We sat at the bar and watched the Twins. I nursed the Sam Adams, much to the bartender's chagrin—hey, I had work to do—while Josie had multiple vodka Collinses. Possibly the drinks loosened her up, because she turned out to be a pleasant companion despite her refusal to accept the sacrifice bunt as a sound baseball strategy. “Why would you deliberately make an out?” At the bottom of the fourth inning I quietly announced I needed fresh air. I returned a few minutes later and informed her that that the third truck had yet to return.

“How long should we wait?” she asked.

“Until all of the trucks are inside and the place is locked up tight, probably sometime during the dark side of midnight.”

“That sounds fanciful.”

“My dad, when I was a kid, he would warn that nothing good ever happened after midnight. The dark side, he called it—stay away from the dark side. I was a
Star Wars
fan. It made perfect sense to me.”

“Speaking of the dark side.”

I followed Josie's gaze to a woman who was loitering at the front entrance. She stood alone, a woman built to be of service to men, drawing long gazes from male and female patrons alike, soaking in the awareness like a solar panel—it seemed to energize her. She swung her body as she walked the length of the bar. She expected the audience to follow her, expected to be gawked at.
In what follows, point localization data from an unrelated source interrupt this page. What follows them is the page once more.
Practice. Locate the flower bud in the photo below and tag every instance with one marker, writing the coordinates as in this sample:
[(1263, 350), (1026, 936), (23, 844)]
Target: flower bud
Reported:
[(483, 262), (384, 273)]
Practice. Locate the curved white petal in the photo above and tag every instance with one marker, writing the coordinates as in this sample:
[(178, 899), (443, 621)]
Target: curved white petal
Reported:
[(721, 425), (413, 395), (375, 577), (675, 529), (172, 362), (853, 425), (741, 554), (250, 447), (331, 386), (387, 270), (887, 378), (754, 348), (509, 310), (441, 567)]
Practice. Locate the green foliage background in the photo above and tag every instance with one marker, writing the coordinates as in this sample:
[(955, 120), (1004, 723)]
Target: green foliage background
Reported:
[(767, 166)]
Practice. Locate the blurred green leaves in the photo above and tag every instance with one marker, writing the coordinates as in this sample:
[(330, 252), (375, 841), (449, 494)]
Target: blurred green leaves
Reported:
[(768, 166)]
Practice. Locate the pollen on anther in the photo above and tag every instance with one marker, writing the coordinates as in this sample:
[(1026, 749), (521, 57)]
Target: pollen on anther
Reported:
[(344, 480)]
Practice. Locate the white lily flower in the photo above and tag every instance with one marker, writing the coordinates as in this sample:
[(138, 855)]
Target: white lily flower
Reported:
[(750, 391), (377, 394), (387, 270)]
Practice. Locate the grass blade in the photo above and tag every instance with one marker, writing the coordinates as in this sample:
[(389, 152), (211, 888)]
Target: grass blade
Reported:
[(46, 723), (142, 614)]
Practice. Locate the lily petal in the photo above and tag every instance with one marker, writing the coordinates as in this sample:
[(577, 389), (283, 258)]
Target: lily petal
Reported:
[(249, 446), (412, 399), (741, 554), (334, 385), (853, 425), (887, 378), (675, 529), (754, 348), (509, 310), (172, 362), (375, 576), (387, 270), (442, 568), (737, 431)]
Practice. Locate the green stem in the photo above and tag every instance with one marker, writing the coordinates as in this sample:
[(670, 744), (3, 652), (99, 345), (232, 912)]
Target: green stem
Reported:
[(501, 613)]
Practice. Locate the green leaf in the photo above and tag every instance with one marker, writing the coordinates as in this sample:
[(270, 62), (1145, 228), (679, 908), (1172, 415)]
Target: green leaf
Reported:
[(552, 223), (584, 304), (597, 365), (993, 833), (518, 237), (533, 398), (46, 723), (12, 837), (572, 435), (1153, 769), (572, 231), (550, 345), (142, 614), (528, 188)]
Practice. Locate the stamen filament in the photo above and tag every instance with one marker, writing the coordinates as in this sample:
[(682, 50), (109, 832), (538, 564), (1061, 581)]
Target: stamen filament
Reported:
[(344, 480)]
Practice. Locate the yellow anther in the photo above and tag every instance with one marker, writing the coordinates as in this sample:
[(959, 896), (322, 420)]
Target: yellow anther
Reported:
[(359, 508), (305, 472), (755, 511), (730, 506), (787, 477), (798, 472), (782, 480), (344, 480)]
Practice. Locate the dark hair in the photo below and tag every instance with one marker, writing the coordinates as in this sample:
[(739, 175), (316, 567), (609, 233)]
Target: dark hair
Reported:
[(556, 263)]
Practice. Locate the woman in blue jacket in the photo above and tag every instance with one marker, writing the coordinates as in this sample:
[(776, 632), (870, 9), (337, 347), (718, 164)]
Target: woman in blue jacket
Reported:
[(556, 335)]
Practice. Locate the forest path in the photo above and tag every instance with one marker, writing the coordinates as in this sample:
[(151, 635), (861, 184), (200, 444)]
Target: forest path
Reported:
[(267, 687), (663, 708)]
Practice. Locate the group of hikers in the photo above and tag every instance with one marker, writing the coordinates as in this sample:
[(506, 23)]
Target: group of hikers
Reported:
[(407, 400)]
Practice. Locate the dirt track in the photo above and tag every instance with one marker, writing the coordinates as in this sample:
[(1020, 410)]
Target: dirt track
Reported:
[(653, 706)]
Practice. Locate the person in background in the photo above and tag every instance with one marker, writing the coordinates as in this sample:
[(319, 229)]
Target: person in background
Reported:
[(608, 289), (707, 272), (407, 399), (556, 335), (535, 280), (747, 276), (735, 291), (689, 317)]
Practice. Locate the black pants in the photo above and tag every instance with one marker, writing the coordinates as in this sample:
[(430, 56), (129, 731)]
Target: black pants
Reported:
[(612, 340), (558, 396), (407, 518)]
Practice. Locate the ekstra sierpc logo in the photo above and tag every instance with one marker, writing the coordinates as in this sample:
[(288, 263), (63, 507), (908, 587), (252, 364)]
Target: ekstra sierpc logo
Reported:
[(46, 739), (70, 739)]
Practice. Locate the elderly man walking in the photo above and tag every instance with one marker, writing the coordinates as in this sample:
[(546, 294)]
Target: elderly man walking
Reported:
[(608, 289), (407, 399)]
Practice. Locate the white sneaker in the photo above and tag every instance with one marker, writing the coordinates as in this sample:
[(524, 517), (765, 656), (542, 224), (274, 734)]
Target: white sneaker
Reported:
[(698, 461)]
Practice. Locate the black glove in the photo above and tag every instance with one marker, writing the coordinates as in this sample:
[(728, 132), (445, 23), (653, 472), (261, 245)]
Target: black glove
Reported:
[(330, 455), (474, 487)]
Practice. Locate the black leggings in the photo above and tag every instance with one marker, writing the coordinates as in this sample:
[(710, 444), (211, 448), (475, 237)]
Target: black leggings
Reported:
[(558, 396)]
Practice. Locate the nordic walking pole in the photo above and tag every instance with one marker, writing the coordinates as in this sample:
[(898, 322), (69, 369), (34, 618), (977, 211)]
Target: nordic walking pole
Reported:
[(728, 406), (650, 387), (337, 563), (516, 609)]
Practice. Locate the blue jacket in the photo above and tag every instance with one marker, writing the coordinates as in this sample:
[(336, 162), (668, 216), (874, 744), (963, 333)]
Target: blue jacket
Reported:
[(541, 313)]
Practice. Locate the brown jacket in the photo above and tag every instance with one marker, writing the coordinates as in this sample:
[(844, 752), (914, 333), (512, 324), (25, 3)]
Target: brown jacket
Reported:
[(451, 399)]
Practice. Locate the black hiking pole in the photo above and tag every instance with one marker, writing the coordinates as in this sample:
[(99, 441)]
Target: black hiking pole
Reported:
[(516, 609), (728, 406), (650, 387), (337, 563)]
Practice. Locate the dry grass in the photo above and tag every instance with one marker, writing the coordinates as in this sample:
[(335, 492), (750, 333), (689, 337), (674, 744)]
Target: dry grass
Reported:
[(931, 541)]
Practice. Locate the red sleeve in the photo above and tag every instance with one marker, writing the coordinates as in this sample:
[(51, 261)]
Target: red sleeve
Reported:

“Hey, Josie,” she said when she reached us. Her short skirt slid up to there when she hoisted herself onto a stool and crossed her legs. Her legs were made for crossing. Being a gentleman, McKenzie would have averted his eyes. Dyson was no gentleman. “Seen Brian?”

“It's not my turn to watch him,” Josie answered. There was a chill in her voice that I had not heard before.

“I thought he'd be around,” the woman said. She motioned for the bartender, ordered a beer, and asked that he pour it in a glass. At the same time, she slid a pack of Marlboro Lights out of her bag.

“No smoking,” the bartender said.

“Shit,” the woman replied.

“Not working tonight?” Josie asked.

“I was, but the place is pretty dead, so I only did one show.”

Up close I could see that the woman had large brown eyes that looked a little sad, the way that all large brown eyes do, and that her strawberry hair was tinged with gray at the roots. Her smile was warm, although her teeth were dingy from tobacco.

“You're Dyson, aren't you?” she said.

“Hmm, Dyson?” I replied.

She reached past Josie and patted my hand. “It's okay. I won't tell anyone.”

I glared at Josie.

“Dyson, this is Claire de Lune,” she said. “Claire is Jimmy's fiancée.”

“He told me everything about you,” Claire said. “From what he said, I thought you'd be taller.”

“Pleased to meet you,” I said. I shook Claire's hand. It was stronger than you might expect. “I hope you can keep a secret better than Jimmy.”

She turned her attention toward the other customers in the bar even as she spoke. “Jimmy and me don't keep secrets.”

“I do.”

“Don't worry. I know how to keep my mouth shut.”

A glance into Josie's eyes told me that it was an opinion not widely shared. “I hope…”

Claire gestured contemptuously as if the topic were undeserving of any further consideration and continued gazing around the bar. “I thought for sure that Brian would be here,” she said.

“Claire de Lune is a very pretty name,” I said. “It means ‘moonlight' in French, doesn't it?”

“I guess.”

“It's also the name of a piano solo by Claude Debussy.”

“I'll be right back.”

Claire took a cell phone from her purse and headed for the restroom.

“Lovely woman,” I told Josie. “Very gregarious.”

“She's an exotic dancer.”

“You mean a stripper?”

“Jimmy says exotic dancer.”

“No kidding? She's a little old for that line of work, isn't she?”

“How should I know? I only know she's a decade older than Jimmy. Her real name is Sandra Dawson, but I guess that didn't have any marquee value.”

“How did she and Jimmy—”

“How did they meet? They met in a strip club, of course. Jimmy saw her and…” She paused and shook her head as if the words necessary to finish the sentence were too dismal to speak. “That's not even the half of it. Claire got pregnant and told Jimmy he was the father. Jimmy agreed to marry her. The family demanded that she take a paternity test. Turned out the child wasn't Jimmy's. He insists on marrying her anyway. Actually put money down on a townhouse. I begged him not to. He did it anyway. He's already underwater and they haven't even closed yet.”